In another embodiment, a protein degradation peptide is first mixed with a peptide or protein having an average molecular weight of not less than 7,000 in a solvent, and then a flavan compound is added and mixed with the mixture. In the case, coagulation-precipitation or locally gelatinization may be formed in the resultant solution, so that the components can not be uniformly mixed. The coagulation-precipitation or gelatinization can be disappeared by agitating the mixture for at least ten minutes or more, or preferably 30 minutes or more, or being allowed to stand for one day or more, and thus a uniform liquid preparation can be obtained without coagulation-precipitation.
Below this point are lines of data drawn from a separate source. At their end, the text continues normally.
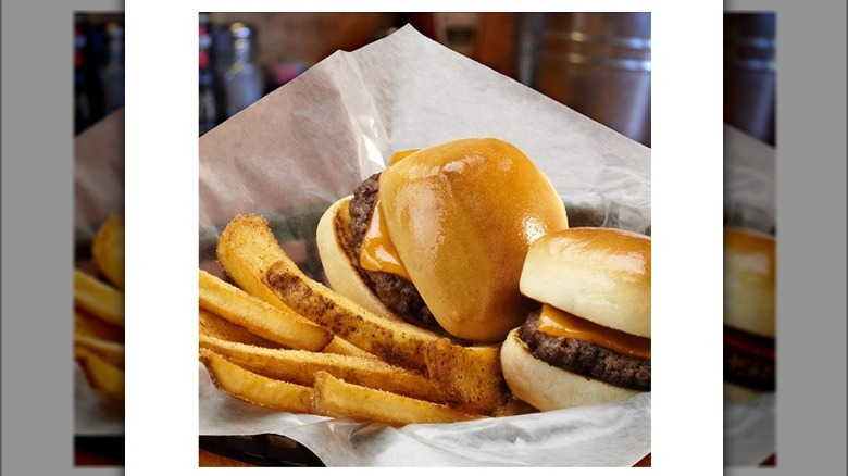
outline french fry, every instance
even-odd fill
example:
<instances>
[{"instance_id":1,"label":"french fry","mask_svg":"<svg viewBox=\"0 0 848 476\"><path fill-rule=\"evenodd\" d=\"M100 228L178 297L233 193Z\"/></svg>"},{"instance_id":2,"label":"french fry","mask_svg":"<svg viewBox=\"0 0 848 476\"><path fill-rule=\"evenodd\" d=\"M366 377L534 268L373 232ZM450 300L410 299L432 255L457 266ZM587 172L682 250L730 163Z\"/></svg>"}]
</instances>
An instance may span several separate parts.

The above-described composition can be produced in the form of a tablet, a powder, and the like by methods commonly used by those skilled in the art. The composition can be used in any of these forms, in the articles such as foods, drugs, quasi-drugs, and cosmetics.

(Effects)

As described above, the composition of the present invention contains a flavan compound, a protein degradation peptide having an average molecular weight of less than 7000, and a peptide or protein having an average molecular weight of not less than 7,000 (of a high molecular weight). It is possible to prevent coagulation-precipitation of a flavan compound and a high molecular weight peptide or protein in a solvent by inclusion of a protein degradation peptide in the composition. It is possible that the coagulation of a flavan compound by a high molecular weight peptide or protein can be cleaved or inhibited with a protein degradation peptide. Therefore, according to the composition of the present invention, coagulation-precipitation of a flavan compound and a high molecular weight peptide or protein is not formed or, if formed, can be dissolved again in the solvent. Thus, any treatments for re-dissolution such as acidlysis or alkalinolysis as conventionally performed are not necessary. Furthermore, since there is no loss of the components in production, a uniform solution can be obtained, so that it is possible to make the production of a liquid preparation efficient. According to the composition of the present invention, coagulation-precipitation is not caused, and thus, for example, in the case where a flavan compound and collagen are contained, an effect of enhancing the collagen, an effect of preventing the inhibition of bioactivity caused by coagulation of a flavan compound, and the like can be effectively exerted. The preservation stability of the product from a liquid preparation as mentioned above is good in that coagulation-precipitation is not caused. The composition of the present invention can be used in a wide range of applications such as foods, drugs, quasi-drugs, and cosmetics.

EXAMPLES

Hereinafter, the present invention will be described by way of examples, but it would be appreciated that the present invention is not limited to the following examples. In the examples, “average molecular weight” refers to weight average molecular weight.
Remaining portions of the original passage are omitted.